There have been many instances of massive losses in derivative markets, such as the crisis that hit AIG, which was overcome only after $85 billion of bailout money was provided by the US government, the loss of $7.2 billion by Societe Generale in January 2008 because of the futures contracts related crises, the $6.4 billion loss in the failed fund Amarnath Advisors in September 2006, the loss of $4.6 billion in the failed fund Long-Term Capital Management in 1998 etc.

Again, majority of derivatives trade is unregulated and takes place between two parties, without going through an exchange or other intermediary. These Over-the Counter (OTC) derivatives, which have an estimated outstanding notional amount of $684 trillion (according to Bank of International Settlements figure of June 2008), often involve high-risk products like swaps, forward rate agreements and exotic options and are free of any regulation as regards disclosure of information between parties. Estimates of OTC amounts of derivatives are difficult because these trades often occur in private. Moreover, the OTC market is made up of big banks and hedge funds, which are too vulnerable and too big to fail for the health of the financial system.

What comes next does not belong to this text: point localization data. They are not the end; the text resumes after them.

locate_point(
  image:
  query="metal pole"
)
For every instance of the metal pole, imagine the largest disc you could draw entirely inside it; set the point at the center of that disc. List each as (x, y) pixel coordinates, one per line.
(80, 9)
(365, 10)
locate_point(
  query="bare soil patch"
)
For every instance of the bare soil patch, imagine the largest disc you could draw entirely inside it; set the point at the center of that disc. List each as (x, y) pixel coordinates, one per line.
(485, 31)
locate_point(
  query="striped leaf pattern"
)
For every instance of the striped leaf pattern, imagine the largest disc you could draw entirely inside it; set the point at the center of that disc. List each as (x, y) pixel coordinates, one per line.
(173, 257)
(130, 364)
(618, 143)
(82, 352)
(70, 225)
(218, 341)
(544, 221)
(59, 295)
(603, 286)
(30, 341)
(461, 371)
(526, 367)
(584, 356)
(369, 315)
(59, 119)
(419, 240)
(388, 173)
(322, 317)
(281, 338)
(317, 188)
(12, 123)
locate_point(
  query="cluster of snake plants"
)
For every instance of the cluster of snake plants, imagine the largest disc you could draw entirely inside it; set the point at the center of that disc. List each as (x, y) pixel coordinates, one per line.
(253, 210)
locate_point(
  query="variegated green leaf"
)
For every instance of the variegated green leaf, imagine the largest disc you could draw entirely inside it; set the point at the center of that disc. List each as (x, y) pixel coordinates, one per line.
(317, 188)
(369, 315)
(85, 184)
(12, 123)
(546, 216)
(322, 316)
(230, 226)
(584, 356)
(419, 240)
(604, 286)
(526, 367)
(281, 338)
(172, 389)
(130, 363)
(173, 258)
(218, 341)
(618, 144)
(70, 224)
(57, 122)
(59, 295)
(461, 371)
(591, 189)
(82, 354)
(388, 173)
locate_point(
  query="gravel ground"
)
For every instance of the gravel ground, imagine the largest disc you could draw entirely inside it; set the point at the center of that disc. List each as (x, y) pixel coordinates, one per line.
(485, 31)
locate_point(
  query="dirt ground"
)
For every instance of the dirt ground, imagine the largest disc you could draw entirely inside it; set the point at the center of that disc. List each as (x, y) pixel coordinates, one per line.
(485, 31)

Many economists of the Austrian school deride the derivative market as a “casino” and call it a financial innovation of the Greenspan era that helped “hide the bankruptcy of the financial system following the 1987 stock market crash.” It is alleged that this virtual market was created to allow big banks and speculators to bet on movements of currencies, bonds, stocks and indices associated with them and thereby revive the economy. However, following the bust in the derivatives bubble in 2008, central banks have been allegedly printing money to pay for the “fictitious values and profits” of these derivatives, which in turn is building a hyper-inflationary bomb that has the potential of destabilizing the global financial system once more.

The above claims appear exaggerated, still the US Congress and the Obama administration has started introducing legislation and measures to regulate the unfettered excesses of derivatives trade. However, many in the US Congress are skeptical about the effectiveness of proposed regulations. The chairman of the newly formed Economic Recovery Advisory Board under President Obama and former Chairman of the US Federal Reserve, Paul Volcker is himself a major critic of these products of financial engineering. In a recent interview he said: “I hear about these wonderful innovations in the financial markets, and they sure as hell need a lot of innovation. I can tell you of two—credit-default swaps and collateralized debt obligations—which took us right to the brink of disaster.” With a tinge of sarcasm he later added that for him the best financial innovation in recent decades has been the ATM machine.